Building an istringstream with a string temporary

Question

While trying my code to answer another question I found out that the following didn't compile

#include <iostream>
#include <cstring>
#include <sstream>
#include <string>

using namespace std;

// (main omitted)
const char * coin = "3D";
istringstream ss(string(s));
int i;
ss >> hex >> i;              <--- error here
cout << (char) i << endl;

It failed with the following error:

test.cpp:15:11: error: invalid operands of types ‘std::istringstream(std::string) {aka std::basic_istringstream<char>(std::basic_string<char>)}’ and ‘std::ios_base&(std::ios_base&)’ to binary ‘operator>>’

While the following compiled and ran properly :

const char* coin = "3D";
string s(coin);
istringstream ss(s); // or directly istringstream ss("3D")
int i;
ss >> hex >> i;              
cout << (char) i << endl;

If I look at the definition of the constructor of istringstream, it accepts const std::string& (actually the basic_string<char> equivalent), and that compiles. So I guess the template argument deduction has a behaviour I don't understand and create a not so conform istringstream, but why ?

I am using GCC 4.6.1 (Ubuntu flavor).

EDIT : since istringstream is a typedef, I doubt there's any problem with templates in the end.

Answer 1

istringstream ss(string(s));

Your compiler thinks that's a declaration of a function taking a string (named s) and returning an istringstream. Surround the argument in parentheses in order to disambiguate it. By the way, what is s? Did you mean coin there?

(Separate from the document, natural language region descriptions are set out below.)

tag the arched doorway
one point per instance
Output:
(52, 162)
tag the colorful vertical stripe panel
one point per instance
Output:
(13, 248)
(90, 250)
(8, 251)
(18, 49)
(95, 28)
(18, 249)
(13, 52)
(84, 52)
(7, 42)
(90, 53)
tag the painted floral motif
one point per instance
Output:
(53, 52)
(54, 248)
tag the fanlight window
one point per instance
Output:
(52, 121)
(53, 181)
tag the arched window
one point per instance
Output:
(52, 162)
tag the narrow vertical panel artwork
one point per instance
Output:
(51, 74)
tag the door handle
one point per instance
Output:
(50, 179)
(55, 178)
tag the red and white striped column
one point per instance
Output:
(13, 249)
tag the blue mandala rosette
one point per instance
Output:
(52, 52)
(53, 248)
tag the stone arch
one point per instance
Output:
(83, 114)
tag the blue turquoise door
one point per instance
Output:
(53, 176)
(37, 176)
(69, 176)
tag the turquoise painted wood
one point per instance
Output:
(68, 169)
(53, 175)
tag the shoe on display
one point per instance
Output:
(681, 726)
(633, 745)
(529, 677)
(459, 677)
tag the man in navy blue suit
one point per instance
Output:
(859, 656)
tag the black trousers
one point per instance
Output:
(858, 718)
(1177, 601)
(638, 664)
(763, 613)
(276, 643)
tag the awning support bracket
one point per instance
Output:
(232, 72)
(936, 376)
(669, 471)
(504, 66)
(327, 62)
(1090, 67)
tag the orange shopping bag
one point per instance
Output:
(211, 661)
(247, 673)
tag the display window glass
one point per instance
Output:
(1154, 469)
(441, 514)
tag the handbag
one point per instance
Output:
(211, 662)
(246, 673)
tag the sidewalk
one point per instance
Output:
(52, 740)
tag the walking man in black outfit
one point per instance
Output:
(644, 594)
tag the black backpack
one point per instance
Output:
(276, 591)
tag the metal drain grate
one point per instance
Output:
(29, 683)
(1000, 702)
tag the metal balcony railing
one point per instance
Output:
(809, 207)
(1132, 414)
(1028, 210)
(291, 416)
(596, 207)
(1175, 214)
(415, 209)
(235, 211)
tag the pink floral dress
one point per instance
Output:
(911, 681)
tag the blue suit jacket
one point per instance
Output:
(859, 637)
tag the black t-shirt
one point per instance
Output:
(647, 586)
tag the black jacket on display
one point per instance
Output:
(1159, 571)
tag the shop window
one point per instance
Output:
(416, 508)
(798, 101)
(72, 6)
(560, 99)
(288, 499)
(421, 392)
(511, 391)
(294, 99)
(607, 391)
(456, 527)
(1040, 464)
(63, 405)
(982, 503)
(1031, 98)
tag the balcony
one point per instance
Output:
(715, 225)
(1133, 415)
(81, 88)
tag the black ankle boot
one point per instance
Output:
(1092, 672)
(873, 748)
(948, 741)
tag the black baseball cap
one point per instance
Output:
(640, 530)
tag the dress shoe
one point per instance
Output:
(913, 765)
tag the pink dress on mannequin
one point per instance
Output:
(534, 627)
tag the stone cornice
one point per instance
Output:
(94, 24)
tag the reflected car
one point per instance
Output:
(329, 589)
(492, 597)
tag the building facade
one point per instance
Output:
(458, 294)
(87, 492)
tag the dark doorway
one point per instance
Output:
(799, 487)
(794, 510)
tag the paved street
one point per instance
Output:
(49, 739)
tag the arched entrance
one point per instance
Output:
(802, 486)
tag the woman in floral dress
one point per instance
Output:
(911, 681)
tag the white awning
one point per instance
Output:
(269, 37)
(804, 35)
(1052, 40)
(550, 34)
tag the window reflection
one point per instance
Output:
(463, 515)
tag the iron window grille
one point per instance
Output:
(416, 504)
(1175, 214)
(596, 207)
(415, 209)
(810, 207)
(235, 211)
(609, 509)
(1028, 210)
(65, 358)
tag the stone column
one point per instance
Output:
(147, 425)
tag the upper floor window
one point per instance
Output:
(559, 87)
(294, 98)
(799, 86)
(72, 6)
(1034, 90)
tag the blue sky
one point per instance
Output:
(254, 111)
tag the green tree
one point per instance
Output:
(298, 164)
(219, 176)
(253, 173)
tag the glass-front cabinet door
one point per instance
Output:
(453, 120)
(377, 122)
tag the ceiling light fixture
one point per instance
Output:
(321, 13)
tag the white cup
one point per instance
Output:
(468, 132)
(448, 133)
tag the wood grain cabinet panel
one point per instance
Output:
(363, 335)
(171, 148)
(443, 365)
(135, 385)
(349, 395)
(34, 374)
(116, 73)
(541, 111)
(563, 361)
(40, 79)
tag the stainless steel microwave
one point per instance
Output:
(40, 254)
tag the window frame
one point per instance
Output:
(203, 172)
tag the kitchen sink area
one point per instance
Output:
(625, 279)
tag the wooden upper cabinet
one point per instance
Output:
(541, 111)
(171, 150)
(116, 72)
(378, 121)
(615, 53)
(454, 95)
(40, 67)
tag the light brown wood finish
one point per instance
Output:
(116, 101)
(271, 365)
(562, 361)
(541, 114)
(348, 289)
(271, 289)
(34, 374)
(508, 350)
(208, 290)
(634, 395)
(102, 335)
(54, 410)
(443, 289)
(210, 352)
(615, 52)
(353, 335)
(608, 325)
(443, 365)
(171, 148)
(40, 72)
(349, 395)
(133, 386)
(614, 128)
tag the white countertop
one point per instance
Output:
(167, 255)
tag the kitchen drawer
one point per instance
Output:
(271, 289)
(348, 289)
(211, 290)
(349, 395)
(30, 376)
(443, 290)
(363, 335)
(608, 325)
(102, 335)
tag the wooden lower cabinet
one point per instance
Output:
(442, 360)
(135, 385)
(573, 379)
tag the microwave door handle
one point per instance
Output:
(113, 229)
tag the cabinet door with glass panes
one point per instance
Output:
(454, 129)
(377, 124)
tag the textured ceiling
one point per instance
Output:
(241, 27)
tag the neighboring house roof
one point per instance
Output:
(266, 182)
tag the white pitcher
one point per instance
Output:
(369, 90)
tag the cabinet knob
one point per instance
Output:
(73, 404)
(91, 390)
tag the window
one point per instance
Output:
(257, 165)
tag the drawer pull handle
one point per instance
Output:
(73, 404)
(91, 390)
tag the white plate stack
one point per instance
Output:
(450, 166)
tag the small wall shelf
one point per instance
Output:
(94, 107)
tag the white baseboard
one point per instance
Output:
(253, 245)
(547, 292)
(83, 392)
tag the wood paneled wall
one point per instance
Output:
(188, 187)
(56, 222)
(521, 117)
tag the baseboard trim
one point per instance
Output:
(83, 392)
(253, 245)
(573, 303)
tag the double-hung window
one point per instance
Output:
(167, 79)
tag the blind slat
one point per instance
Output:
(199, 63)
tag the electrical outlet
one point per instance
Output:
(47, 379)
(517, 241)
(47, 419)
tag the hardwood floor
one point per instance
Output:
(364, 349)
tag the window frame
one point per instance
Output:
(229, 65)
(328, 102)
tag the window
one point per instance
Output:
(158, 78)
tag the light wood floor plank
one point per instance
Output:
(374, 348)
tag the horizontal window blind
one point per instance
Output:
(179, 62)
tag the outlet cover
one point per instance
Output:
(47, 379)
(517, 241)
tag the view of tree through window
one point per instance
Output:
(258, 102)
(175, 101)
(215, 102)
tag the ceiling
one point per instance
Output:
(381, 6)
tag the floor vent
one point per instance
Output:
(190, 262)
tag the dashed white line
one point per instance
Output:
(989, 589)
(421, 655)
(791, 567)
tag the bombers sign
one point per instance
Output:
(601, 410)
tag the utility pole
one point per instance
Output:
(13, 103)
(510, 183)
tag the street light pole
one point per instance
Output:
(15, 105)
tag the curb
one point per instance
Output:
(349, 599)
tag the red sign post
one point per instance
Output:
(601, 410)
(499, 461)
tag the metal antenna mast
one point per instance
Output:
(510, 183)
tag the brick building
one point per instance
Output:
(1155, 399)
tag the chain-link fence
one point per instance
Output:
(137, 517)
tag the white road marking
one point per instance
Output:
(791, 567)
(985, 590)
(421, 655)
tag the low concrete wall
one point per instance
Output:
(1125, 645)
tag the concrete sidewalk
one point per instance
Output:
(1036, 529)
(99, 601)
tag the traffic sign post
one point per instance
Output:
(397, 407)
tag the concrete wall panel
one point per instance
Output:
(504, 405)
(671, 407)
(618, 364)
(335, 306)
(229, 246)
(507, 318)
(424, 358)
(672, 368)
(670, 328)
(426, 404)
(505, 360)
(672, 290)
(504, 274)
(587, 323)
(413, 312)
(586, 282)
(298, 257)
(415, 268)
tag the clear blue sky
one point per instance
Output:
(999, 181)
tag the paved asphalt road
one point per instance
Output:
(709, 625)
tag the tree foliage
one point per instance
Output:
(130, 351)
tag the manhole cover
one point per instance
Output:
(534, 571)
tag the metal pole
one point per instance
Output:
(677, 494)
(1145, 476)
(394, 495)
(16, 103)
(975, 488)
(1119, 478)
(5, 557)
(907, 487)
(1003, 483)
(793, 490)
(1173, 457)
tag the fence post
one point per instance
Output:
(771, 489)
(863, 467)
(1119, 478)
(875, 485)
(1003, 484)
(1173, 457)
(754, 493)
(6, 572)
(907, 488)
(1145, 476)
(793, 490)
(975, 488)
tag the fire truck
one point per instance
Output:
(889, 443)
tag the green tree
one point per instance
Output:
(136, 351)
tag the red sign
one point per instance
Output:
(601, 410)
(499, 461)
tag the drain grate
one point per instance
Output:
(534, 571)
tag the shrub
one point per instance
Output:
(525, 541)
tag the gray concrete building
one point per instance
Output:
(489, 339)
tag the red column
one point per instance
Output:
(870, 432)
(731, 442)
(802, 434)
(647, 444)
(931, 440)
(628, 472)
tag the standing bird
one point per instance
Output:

istringstream ss( (string(coin)) );

Read this if you are confused.

In this particular case, you could of course have just done this:

istringstream ss(coin);

If your compiler supports it, you can also avoid the MVP using uniform initialization syntax:

istringstream ss{string{coin}};

That probably looks a bit odd to most people, I know it looks odd to me, but that's just because I'm so used to the old syntax.